Vegetarian diets are generally high in both soluble and in insoluble fiber. A small amount of soluble fiber before or during exercise can help stabilize the amount of sugar in the blood. However, some athletes are sensitive to the fiber before exercise (6), especially in major competitions. If you experience stomach or intestinal cramps or diarrhea before exercise, the reduction of foods high in fiber such as legumes, whole grains, grain products and dried fruit in the meal after this can help eliminate discomfort. Sensitive athletes will have to reduce their consumption of fiber from 24 to 36 hours before the race. Feeding schedules and regular bowel habits also prevent intestinal complications caused by exercise.

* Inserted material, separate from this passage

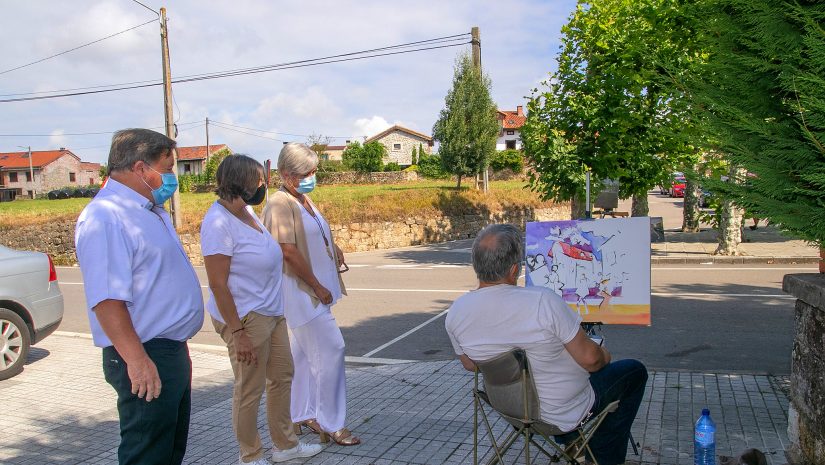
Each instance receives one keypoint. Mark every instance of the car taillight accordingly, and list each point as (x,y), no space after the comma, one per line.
(52,271)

It is also important to consider that the recommended consumption of fiber is commonly met and often exceeded, for vegetarian athletes with high intake of calories. At times, trying to eat a diet high in fiber with excess calories can cause discomfort. For example, a number of cyclists participating in a simulation of the Tour de France, had difficulty in maintaining an adequate energy from 8000 to 10000 calories by choosing foods and high in fiber. (7) Those athletes with high-calorie diets should not be worried more by the fiber and should select a variety of foods high in carbohydrates but also low in fiber (white bread, pasta, white rice, potatoes without skin and juice fruit).

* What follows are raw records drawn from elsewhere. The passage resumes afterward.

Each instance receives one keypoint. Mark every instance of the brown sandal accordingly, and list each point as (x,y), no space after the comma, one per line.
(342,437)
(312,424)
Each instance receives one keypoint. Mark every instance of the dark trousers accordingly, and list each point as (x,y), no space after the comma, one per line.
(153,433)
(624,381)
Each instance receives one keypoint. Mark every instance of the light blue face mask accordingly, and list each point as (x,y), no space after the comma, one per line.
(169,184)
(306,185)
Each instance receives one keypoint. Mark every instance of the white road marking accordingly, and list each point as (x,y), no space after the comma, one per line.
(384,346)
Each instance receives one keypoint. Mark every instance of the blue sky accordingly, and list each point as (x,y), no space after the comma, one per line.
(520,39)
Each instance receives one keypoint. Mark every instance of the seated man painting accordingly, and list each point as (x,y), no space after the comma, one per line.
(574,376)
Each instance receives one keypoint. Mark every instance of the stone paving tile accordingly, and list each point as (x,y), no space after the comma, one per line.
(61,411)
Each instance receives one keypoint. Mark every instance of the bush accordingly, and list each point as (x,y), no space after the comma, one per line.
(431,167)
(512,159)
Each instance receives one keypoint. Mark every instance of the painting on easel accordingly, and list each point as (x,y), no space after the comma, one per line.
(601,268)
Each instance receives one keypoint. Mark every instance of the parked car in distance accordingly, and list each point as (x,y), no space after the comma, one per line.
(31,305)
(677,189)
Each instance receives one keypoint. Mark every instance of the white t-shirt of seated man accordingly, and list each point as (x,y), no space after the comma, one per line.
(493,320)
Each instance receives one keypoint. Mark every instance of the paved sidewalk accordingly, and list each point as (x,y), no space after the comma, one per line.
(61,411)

Conclusions and practical implications
- Maintain a diet high in complex carbohydrates and low in fat. Eating a well-balanced diet with adequate amounts of calories, protein, vitamins and minerals is critical for optimum performance. Choose food prior to training that works for you, including complex carbohydrates and liquids. Limit fat, protein, salt and simple sugars. Before major competitions, no surprise your body to eat unfamiliar foods.
- Fasting or skipping meals before exercise may harm their development. Wait about 1 hour for every 200 calories consumed before exercise.
- Drink plenty of fluids during exercise. If the exercise lasts over 90 minutes, eat or drink from 30 to 80 grams of carbohydrates per hour of training.
- To help in the recovery of exercise, consume a high carbohydrate snack within 30 minutes after the exercise and continue with a mixed meal high in carbohydrates and proteins.
- If you experience stomach or intestinal complications during the exercise, it is likely that the food eaten before the training has been rich in fiber or fat.
- Craddock, J. C., Probst, Y. C., & Peoples, G. E. (2016). Vegetarian and Omnivorous Nutrition – Comparing Physical Performance. International Journal of Sport Nutrition and Exercise Metabolism, 26(3), 212–220. https://doi.org/10.1123/ijsnem.2015-0231
- Gallien, G., Bellar, D., & Davis, G. R. (2017). The Efficacy of a Pre-Workout Vegan Supplement on High-Intensity Cycling Performance in Healthy College-Aged Males. Journal of Dietary Supplements, 14(6), 697–705. https://doi.org/10.1080/19390211.2017.1310780
- Coyle, E. F. (1999). Physiological determinants of endurance exercise performance. Journal of Science and Medicine in Sport, 2(3), 181-189.
- Hargreaves, M., Hawley, J. A., & Jeukendrup, A. (2004). Pre-exercise carbohydrate and fat ingestion: effects on metabolism and performance. Journal of sports sciences, 22(1), 31-38.
- Hawley, J. A., Dennis, S. C., & Noakes, T. D. (1992). Oxidation of carbohydrate ingested during prolonged endurance exercise. Sports Medicine, 14(1), 27-42.
- Burke, L. M., & Read, R. S. (1993). Dietary supplements in sport. Sports Medicine, 15(1), 43-65.